De pronto, su cara se iluminó con una gran sonrisa. ¿Por qué no se había acordado antes?

—¡Una buena noticia, señoritas! La casa de su tía Pitty ha quedado en pie. Algo averiada, naturalmente, pero en su sitio.

—¡Oh! ¿Cómo se libró de la quema?

—Está construida de ladrillo y tiene tejado de pizarra, acaso el único que hay en Atlanta, y eso hizo que las chispas no prendiesen, me figuro. Además, es casi la última casa del extremo norte de la ciudad, y el incendio no fue tan intenso por esa parte. Por supuesto, los yanquis acuartelados allí hicieron abundantes destrozos. Quemaron como leña incluso los paneles y el barandal de caoba de la escalera. Pero, ¡qué demonio!, ha quedado en buen estado. Cuando vi a la señorita Pitty por última vez en Macón...

—¿La vio usted? ¿Cómo está?

—Divinamente. Cuando le dije que su casa seguía en pie, decidió irse allí inmediatamente. Es decir..., si ese viejo negro, Peter, le permite marcharse. Mucha gente de Atlanta ha regresado allí ya, porque comenzaban a estar intranquilos en Macón. Sherman no tomó Macón, pero todo el mundo teme que los soldados de Wilson vayan allí, y Wilson es peor que Sherman.

—Pero ¡son unos necios volviendo allí si no quedan ya casas! ¿Dónde van a vivir?
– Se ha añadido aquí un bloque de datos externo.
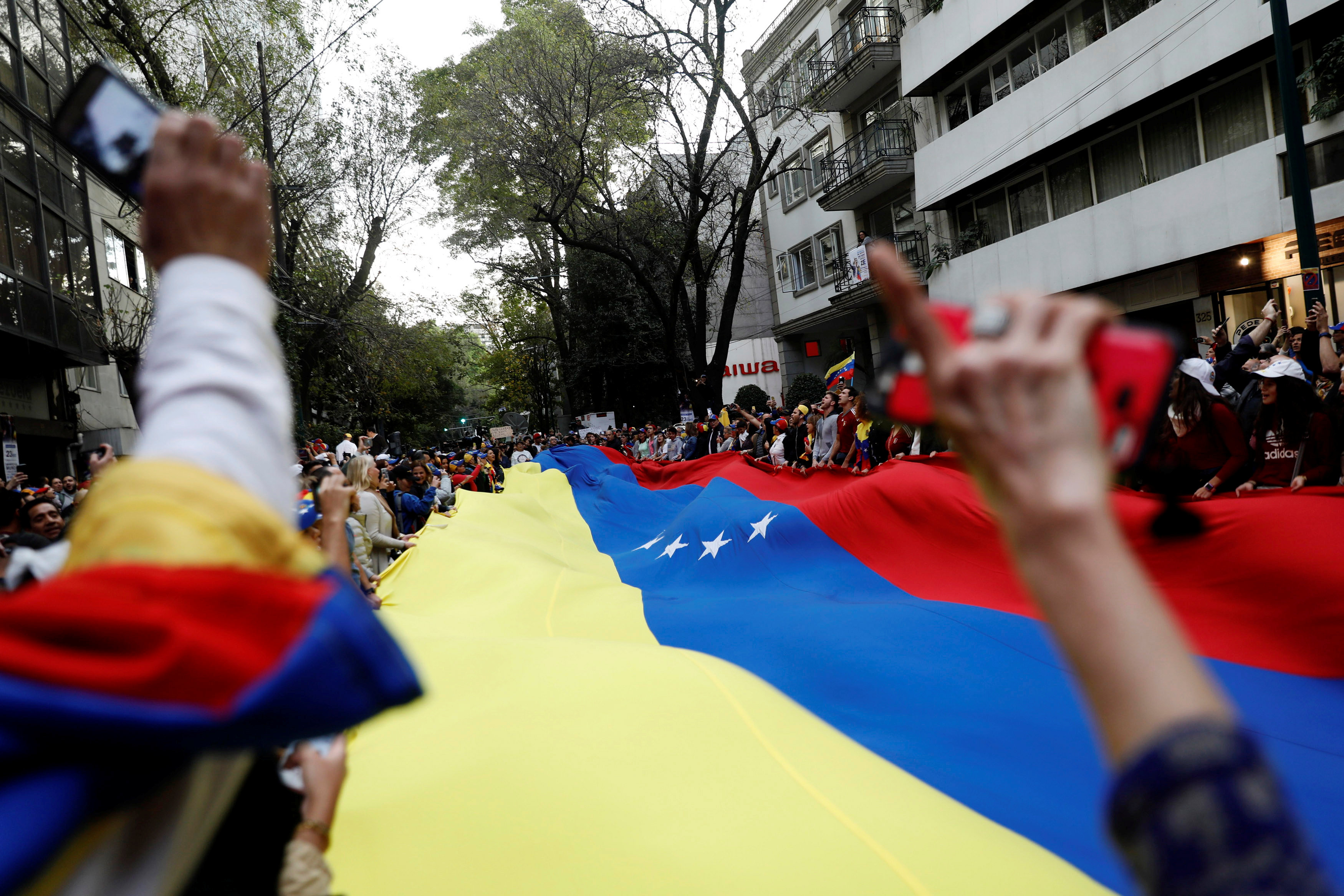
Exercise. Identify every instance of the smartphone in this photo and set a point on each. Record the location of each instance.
(1131, 366)
(109, 127)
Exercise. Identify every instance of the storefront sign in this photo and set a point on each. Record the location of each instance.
(752, 361)
(10, 447)
(1280, 257)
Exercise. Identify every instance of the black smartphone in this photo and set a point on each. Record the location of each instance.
(109, 127)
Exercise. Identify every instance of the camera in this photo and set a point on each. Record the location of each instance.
(1131, 370)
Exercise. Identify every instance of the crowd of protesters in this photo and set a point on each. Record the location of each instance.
(836, 432)
(1183, 766)
(1261, 414)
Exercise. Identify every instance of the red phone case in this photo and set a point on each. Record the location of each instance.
(1131, 369)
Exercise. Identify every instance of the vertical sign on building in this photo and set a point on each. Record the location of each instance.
(11, 447)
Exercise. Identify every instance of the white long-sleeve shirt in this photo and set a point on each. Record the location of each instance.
(213, 379)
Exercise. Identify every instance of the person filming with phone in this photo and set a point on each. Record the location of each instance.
(1194, 807)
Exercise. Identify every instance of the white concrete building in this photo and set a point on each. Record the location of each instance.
(827, 84)
(1124, 147)
(104, 410)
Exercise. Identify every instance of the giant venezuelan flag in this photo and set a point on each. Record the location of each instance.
(710, 677)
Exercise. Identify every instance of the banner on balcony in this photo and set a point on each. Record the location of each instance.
(859, 264)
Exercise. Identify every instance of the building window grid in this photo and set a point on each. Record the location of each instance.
(1002, 191)
(998, 93)
(69, 175)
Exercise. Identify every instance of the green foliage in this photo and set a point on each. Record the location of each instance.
(519, 364)
(1327, 76)
(752, 396)
(806, 389)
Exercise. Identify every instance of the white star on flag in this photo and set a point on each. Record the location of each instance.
(758, 527)
(713, 547)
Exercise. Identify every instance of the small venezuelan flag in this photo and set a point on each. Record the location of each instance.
(842, 371)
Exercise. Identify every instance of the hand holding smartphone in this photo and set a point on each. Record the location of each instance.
(109, 127)
(1131, 370)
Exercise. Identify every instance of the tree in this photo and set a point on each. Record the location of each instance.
(752, 396)
(344, 179)
(521, 362)
(627, 140)
(806, 389)
(511, 123)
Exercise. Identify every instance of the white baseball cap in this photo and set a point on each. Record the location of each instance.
(1202, 371)
(1284, 367)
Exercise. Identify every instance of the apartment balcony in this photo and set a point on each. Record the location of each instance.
(869, 164)
(851, 292)
(859, 54)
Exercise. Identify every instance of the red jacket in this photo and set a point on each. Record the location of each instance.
(1276, 461)
(1217, 441)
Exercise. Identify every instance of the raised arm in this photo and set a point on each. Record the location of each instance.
(1319, 328)
(1022, 410)
(213, 374)
(1021, 407)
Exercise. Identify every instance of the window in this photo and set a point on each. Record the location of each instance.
(58, 256)
(992, 214)
(1086, 25)
(957, 109)
(795, 182)
(803, 268)
(85, 378)
(1123, 11)
(828, 250)
(1324, 163)
(1000, 76)
(1171, 143)
(1233, 116)
(1117, 166)
(1070, 184)
(979, 91)
(1274, 99)
(884, 108)
(1023, 64)
(126, 262)
(818, 154)
(801, 75)
(23, 232)
(1027, 203)
(781, 97)
(1054, 43)
(1039, 50)
(895, 218)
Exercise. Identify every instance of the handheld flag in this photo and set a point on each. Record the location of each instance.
(841, 373)
(879, 712)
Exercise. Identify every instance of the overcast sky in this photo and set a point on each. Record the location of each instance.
(427, 33)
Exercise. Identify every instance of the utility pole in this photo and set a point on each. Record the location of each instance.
(1304, 218)
(271, 162)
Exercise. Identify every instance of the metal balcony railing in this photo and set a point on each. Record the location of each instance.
(866, 27)
(914, 243)
(884, 139)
—Señora Scarlett, viven en tiendas de campaña y en barracones, y en cabanas hechas de troncos de árboles, y metiéndose seis o siete familias en cada casa medio habitable; y están tratando de reconstruir la población. No los llame usted necios, señora Scarlett. Conoce usted a la gente de Atlanta igual que yo. Están encariñados con su ciudad, casi tanto como los de Charleston lo están con la suya, y hace falta algo mucho más serio que los yanquis y el fuego para alejarlos de ella. Las gentes de Atlanta son (perdóneme usted, señora Melanie) tan obstinados como muías en lo que se refiere a su ciudad. No sé por qué, pues a mí Atlanta siempre me pareció una ciudad demasiado atrevida, insolente, digamos. Pero, claro, yo he nacido en el campo, y las ciudades no me gustan. Ahora les diré una cosa: los primeros que vuelvan serán los más listos. Los últimos en llegar no encontrarán ni un ladrillo ni una astilla de lo que fueron sus casas, porque los que ya están allí andan buscando por toda la población materiales abandonados para reparar o reconstruir sus hogares. Anteayer mismo, vi a la señora Merriwether y a la señorita Maybelle y a su vieja negra recogiendo ladrillos en una carretilla de mano. Y la señora Meade me dijo que pensaba construir una cabana de troncos en cuanto llegue el doctor y la ayude. Me aseguró que había vivido en una cabana de troncos cuando llegó a Atlanta por primera vez y que no tendría inconveniente en volver a hacerlo. Por supuesto, bromeaba; pero esto les mostrará su estado de ánimo.